Leonore’s puzzle went on increasing in complexity, but there is a limit to all intricacy, and after a time Leonore began to get an inkling of the secret. She first noticed that Peter seemed to spend an undue amount of time with her. He not merely turned up in the Park daily, but they were constantly meeting elsewhere. Leonore went to a gallery. There was Peter! She went to a concert. Ditto, Peter! She visited the flower-show. So did Peter! She came out of church. Behold Peter! In each case with nothing better to do than to see her home. At first Leonore merely thought these meetings were coincidences, but their frequency soon ended this theory, and then Leonore noticed that Peter had a habit of questioning her about her plans beforehand, and of evidently shaping his accordingly.
Nor was this all. Peter seemed to be constantly trying to get her to spend time with him. Though the real summer was fast coming, he had another dinner. He had a box at the theatre. He borrowed a drag from Mr. Pell, and took them all up for a lunch at Mrs. Costell’s in Westchester. Then nothing would do but to have another drive, ending in a dinner at the Country Club.

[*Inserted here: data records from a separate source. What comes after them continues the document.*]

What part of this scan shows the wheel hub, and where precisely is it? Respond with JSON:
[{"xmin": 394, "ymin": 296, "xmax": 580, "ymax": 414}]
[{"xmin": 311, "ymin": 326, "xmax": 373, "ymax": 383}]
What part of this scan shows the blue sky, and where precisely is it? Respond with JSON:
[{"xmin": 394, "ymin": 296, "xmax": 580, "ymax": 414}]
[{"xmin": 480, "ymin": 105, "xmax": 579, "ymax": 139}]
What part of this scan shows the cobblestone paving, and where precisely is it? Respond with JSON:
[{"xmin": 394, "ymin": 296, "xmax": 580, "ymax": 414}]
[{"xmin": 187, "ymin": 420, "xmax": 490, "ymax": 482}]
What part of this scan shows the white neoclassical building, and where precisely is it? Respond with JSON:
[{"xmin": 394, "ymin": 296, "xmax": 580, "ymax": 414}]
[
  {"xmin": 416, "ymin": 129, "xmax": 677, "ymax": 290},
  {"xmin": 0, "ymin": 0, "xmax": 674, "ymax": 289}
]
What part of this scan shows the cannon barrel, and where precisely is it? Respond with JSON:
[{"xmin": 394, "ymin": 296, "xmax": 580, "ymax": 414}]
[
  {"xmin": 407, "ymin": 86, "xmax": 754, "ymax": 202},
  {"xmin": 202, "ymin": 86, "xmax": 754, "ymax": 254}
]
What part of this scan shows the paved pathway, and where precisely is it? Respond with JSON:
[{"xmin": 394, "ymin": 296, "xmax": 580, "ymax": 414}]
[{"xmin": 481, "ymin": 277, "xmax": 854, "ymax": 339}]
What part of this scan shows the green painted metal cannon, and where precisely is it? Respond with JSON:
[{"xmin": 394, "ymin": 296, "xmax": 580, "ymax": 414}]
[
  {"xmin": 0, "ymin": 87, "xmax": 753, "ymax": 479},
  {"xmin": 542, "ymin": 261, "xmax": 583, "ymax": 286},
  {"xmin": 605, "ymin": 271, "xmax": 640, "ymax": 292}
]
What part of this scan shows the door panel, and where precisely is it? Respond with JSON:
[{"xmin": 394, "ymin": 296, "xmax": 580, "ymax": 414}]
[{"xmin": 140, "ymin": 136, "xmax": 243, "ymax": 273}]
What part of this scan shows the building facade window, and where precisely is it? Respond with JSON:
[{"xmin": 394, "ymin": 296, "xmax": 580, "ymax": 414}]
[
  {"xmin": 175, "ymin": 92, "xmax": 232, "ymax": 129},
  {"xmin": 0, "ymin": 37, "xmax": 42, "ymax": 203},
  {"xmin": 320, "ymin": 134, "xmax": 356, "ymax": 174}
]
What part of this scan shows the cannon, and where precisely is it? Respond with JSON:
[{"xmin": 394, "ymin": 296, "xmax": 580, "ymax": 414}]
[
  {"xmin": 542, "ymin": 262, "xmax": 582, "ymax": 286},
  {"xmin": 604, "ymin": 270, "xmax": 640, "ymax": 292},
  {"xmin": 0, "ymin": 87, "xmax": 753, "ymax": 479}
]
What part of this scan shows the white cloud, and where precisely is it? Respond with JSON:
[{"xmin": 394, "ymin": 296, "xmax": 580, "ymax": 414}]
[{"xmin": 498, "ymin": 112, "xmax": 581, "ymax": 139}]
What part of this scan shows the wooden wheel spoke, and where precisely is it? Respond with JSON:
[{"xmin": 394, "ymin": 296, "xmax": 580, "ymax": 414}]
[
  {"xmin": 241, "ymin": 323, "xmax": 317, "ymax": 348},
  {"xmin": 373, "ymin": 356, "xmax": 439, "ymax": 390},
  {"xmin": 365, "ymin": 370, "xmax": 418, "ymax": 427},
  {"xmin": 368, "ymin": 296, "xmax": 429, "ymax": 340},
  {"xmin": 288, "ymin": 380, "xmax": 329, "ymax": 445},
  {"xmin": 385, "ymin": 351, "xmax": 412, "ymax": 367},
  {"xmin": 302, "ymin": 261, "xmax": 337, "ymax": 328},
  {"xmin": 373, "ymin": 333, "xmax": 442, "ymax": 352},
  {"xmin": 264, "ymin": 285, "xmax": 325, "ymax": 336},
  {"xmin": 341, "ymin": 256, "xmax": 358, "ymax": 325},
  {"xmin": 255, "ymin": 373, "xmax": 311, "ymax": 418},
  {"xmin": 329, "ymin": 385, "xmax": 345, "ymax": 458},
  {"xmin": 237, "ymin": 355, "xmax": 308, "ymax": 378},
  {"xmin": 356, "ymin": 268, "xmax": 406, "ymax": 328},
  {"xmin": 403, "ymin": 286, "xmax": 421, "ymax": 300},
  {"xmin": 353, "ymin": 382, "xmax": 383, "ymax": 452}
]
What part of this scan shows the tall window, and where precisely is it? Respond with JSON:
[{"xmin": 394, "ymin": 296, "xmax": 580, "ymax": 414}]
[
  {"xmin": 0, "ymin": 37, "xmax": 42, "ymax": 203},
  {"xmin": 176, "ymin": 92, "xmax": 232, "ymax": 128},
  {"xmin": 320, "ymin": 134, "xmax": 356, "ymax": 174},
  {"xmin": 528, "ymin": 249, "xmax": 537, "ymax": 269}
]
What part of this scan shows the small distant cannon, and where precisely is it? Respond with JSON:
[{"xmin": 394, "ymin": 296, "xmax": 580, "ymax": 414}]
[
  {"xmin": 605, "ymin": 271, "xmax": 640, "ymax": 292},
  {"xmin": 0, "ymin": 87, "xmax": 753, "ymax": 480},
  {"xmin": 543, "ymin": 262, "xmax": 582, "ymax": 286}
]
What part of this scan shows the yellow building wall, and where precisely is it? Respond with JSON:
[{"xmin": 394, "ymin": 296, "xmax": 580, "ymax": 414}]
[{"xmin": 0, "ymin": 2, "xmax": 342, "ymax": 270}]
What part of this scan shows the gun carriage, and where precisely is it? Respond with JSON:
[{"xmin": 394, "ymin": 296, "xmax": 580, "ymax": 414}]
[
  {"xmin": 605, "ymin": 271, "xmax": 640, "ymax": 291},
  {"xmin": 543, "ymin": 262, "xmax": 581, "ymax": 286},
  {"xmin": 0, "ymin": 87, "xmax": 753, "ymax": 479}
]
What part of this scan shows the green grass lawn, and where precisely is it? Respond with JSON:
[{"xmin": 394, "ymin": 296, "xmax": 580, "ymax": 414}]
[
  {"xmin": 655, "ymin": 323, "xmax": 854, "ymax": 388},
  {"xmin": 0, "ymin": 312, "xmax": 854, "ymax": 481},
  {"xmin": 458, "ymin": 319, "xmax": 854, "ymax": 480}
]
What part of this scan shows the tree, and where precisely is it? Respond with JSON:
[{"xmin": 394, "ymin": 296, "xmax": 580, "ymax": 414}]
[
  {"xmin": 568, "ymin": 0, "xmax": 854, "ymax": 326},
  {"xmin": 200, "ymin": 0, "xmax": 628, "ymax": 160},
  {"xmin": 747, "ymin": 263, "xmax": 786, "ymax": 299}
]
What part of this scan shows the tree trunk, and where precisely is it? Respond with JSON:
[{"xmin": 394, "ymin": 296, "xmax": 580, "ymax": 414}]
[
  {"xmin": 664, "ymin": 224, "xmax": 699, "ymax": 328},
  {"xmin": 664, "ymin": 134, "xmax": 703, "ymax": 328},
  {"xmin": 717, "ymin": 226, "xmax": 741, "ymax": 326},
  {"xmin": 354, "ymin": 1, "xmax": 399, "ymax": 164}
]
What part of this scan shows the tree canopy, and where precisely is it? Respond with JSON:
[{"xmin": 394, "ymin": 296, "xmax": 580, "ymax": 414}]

Flowers, too, seemed as frequent as their meetings. Peter had always smiled inwardly at bribing a girl’s love with flowers and bon-bons, but he had now discovered that flowers are just the thing to send a girl, if you love her, and that there is no bribing about it. So none could be too beautiful and costly for his purse. Then Leonore wanted a dog—a mastiff. The legal practice of the great firm and the politics of the city nearly stopped till the finest of its kind had been obtained for her.
Another incriminating fact came to her through Dorothy.
“I had a great surprise to-day,” she told Leonore. “One that fills me with delight, and that will please you.”
“What is that?”
“Peter asked me at dinner, if we weren’t to have Anneke’s house at Newport for the summer, and when I said ‘yes,’ he told me that if I would save a room for him, he would come down Friday nights and stay over Sunday, right through the summer. He has been a simply impossible man hitherto to entice into a visit. Ray and I felt like giving three cheers.”
“He seemed glad enough to be invited to visit Grey-Court,” thought Leonore.
But even without all this, Peter carried the answer to the puzzle about with him in his own person. Leonore could not but feel the difference in the way he treated, and talked, and looked at her, as compared to all about her. It is true he was no more demonstrative, than with others; his face held its quiet, passive look, and he spoke in much the usual, quiet, even tone of voice. Yet Leonore was at first dimly conscious, and later certain, that there was a shade of eagerness in his manner, a tenderness in his voice, and a look in his eye, when he was with her, that was there in the presence of no one else.
So Leonore ceased to puzzle over the problem at a given point, having found the answer. But the solving did not bring her much apparent pleasure.